Yeah, based on this comment, it seems that overrides can come from command line flags too.
// Overridden discovers which config items have been overridden in the
// configmap passed in, either by the config string, command line
// flags or environment variables
That said, I'm struggling to follow this any deeper, to find out which exact arguments can have this effect. Also, this could still be a bug in that the canonical hex wasn't supposed to change from my actions.

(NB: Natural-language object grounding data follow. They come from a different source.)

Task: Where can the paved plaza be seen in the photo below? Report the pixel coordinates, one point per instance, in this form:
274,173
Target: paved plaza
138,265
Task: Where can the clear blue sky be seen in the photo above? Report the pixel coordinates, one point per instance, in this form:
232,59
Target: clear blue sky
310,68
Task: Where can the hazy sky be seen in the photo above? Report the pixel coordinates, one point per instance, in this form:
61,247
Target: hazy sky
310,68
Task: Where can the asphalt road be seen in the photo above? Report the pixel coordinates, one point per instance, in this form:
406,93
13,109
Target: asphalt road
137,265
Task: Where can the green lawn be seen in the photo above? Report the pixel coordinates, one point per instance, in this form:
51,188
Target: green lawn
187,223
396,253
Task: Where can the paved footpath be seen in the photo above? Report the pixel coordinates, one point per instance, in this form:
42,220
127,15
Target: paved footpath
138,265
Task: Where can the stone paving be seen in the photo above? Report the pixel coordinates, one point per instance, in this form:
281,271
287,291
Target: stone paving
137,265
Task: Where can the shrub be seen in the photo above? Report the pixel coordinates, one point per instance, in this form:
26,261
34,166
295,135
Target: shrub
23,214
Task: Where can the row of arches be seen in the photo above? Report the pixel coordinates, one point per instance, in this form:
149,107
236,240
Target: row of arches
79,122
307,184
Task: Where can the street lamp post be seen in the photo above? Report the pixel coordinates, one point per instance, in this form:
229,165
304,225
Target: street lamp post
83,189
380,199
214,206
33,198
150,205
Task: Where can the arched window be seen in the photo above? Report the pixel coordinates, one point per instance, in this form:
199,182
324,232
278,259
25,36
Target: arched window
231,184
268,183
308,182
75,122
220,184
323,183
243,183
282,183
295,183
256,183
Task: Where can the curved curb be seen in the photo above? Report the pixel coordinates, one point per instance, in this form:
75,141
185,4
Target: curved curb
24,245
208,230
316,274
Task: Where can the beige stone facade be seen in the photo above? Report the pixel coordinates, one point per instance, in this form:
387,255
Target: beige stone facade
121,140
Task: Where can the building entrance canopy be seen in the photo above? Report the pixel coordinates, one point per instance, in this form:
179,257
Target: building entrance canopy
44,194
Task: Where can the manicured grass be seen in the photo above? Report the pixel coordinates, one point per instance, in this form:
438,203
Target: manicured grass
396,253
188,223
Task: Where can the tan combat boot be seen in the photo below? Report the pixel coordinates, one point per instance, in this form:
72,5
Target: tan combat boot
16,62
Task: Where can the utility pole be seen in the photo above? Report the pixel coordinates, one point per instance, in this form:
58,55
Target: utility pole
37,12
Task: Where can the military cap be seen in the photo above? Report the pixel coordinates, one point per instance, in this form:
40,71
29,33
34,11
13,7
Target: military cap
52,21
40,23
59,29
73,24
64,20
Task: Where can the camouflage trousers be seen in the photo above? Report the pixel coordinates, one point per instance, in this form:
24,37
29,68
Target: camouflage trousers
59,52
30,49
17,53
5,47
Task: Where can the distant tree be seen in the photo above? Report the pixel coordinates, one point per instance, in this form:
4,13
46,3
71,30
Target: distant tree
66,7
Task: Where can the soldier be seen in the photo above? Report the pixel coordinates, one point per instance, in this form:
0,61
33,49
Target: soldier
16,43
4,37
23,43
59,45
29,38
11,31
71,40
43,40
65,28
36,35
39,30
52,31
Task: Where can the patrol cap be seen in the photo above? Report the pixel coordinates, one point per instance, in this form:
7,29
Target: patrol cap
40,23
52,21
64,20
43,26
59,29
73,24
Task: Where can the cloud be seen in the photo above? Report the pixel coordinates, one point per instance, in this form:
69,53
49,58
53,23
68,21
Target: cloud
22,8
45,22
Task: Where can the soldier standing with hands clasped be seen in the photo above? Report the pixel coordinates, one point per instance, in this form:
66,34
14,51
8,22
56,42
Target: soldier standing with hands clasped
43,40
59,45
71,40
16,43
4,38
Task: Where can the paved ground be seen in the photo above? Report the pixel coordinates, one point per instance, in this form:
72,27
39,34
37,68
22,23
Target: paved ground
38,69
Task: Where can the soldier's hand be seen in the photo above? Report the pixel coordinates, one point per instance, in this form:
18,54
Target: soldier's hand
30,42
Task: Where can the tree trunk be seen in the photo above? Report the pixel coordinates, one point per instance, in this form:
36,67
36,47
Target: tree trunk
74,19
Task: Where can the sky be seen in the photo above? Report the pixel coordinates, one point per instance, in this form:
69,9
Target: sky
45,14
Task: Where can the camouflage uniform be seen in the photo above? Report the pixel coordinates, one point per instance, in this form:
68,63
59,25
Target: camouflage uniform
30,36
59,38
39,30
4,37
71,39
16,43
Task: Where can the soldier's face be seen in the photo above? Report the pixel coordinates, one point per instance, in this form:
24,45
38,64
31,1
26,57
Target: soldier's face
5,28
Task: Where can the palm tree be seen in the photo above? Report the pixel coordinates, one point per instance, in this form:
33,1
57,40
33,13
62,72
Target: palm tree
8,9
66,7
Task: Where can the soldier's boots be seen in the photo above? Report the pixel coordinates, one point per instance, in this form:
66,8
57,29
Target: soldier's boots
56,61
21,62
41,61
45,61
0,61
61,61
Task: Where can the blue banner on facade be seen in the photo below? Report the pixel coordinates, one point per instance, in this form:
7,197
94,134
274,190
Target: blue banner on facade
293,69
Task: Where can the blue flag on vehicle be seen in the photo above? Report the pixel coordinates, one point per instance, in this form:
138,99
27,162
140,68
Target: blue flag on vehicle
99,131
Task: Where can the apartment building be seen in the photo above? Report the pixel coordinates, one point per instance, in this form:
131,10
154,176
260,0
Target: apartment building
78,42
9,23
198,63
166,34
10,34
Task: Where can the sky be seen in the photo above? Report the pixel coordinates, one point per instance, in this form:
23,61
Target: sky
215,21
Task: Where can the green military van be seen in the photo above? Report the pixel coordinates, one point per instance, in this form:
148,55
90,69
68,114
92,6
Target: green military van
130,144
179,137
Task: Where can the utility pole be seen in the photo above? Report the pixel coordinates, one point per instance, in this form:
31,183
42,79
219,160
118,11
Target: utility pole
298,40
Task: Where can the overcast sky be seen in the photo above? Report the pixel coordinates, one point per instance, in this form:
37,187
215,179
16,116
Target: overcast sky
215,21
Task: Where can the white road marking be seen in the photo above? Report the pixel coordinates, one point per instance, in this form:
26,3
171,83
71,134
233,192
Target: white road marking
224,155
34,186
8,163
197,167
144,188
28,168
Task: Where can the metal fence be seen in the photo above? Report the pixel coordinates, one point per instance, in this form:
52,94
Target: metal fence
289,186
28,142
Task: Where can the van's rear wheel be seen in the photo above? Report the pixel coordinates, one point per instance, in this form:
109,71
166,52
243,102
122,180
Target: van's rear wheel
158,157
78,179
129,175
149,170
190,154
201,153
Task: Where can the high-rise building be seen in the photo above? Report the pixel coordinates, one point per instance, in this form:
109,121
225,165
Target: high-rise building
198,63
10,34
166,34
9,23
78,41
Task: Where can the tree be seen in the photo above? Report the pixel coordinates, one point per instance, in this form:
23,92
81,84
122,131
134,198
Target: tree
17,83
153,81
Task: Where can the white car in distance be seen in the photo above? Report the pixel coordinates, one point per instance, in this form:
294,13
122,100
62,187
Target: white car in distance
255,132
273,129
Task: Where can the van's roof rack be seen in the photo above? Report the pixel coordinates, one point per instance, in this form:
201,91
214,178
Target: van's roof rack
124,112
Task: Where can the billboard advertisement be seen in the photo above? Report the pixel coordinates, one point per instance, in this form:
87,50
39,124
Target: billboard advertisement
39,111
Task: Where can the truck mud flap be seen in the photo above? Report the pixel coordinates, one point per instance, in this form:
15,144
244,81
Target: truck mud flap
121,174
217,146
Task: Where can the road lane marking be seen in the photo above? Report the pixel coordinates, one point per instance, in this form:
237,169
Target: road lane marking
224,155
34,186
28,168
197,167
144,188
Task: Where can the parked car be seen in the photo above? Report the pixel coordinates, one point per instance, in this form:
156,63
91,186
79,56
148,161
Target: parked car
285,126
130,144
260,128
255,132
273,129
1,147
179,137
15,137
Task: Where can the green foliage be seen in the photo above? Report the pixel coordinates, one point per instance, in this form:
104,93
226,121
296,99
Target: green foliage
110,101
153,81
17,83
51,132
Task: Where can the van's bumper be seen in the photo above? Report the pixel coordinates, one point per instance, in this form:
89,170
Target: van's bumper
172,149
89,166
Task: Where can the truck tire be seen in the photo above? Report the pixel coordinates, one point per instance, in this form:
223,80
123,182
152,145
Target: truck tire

I guess, I would just need to figure out which cache dir is being used now, and delete the other 2? Or stop the mount, copy the biggest cache into the dir being used, and start again? Going to hold off messing with it until we're more certain.
I think it just renames the remote name, but that would cause a problem with the cache dir changing as I think that's a bug/unintended impact (maybe). There might be a valid reason to not share the cache with certain parameters, but as I've not seen something like that prior to today so new to me as well.
Another part of the reason why it's a real issue: some files that were added to the mount, but haven't had a chance to get uploaded yet are now stuck in the old cache dir, so will never get uploaded. Will have to add them to the mount again manually to recover.